Le résultat est tout à faire prenant. A la manière d’un Depardon, le duo – déjà réalisateurs de Des hommes, remarquable, sur la prison des Baumettes, en 2020 – se fond dans le décor pour capter les moments de vie, de détresse aussi de cette société où si la drogue est au cœur des affaires, elles évoquent aussi la violence, la prostitution.
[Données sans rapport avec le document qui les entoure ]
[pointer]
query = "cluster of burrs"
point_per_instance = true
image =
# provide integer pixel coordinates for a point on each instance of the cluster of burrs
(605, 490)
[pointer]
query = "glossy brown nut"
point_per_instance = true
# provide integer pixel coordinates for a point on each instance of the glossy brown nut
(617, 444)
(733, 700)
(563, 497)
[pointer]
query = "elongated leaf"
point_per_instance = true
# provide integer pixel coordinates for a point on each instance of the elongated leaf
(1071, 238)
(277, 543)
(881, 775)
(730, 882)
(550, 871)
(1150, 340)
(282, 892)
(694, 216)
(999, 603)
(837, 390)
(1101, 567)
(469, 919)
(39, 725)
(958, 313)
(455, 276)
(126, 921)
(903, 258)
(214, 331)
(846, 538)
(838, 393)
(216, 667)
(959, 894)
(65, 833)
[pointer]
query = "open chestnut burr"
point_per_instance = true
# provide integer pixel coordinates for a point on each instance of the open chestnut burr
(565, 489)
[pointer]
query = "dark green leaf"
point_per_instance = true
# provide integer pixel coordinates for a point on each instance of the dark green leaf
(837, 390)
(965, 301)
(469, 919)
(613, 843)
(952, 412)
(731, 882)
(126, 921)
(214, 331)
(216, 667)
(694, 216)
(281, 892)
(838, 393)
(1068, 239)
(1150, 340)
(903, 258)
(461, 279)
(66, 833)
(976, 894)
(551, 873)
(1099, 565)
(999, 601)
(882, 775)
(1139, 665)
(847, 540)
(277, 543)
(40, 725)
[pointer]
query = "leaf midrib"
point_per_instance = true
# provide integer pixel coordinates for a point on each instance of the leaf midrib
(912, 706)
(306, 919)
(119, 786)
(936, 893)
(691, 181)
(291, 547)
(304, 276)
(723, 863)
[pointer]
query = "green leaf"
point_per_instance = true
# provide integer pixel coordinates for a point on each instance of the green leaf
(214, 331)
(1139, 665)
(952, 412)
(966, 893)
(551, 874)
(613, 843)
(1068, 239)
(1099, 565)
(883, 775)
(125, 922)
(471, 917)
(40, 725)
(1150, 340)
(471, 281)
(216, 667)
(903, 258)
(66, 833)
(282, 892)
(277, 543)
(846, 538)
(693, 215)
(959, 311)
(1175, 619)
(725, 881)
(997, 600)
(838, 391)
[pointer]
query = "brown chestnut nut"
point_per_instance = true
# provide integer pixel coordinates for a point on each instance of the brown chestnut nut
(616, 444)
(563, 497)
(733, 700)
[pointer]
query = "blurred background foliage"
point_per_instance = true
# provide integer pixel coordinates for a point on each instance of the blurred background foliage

Sans angélisme, ce doc fait le constat des fractures profondes d’une France où, si les prévenus sont loin d’être innocents, on mesure, à travers le court entretien de l’enquêteur social, à quel point il y a une misère sociale. « J’ai tout foiré, ma vie est fichue… » lance un jeune prévenu. « La délinquance n’est pas une question de couleur de peau ou d’origine, c’est une question de pauvreté, une question de survie parfois. Ce qu’on a filmé-là, c’est une réalité brutale, » souligne Jean-Robert Viallet.

Du côté de la Cour, il faut une bonne dose de philosophie au Président du Tribunal pour ne pas réagir devant certains arguments farfelus de défense, des contradictions qui sautent aux yeux, et une mauvaise foi à toute épreuve. Parfois, on a le sentiment d’être dans un film d’Audiard, comme dans la séquence avec ce sexagénaire à l’accent prononcé et aux allures de père tranquille, mais qui a investi dans le transport de dope et joue pourtant l’étonné.

La plongée dans le « ventre du tribunal » montre à quel point notre société est malade et qu’il manque une vraie volonté politique pour réduire les causes de cette délinquance. Un doc nécessaire porté par une réalisation impeccable.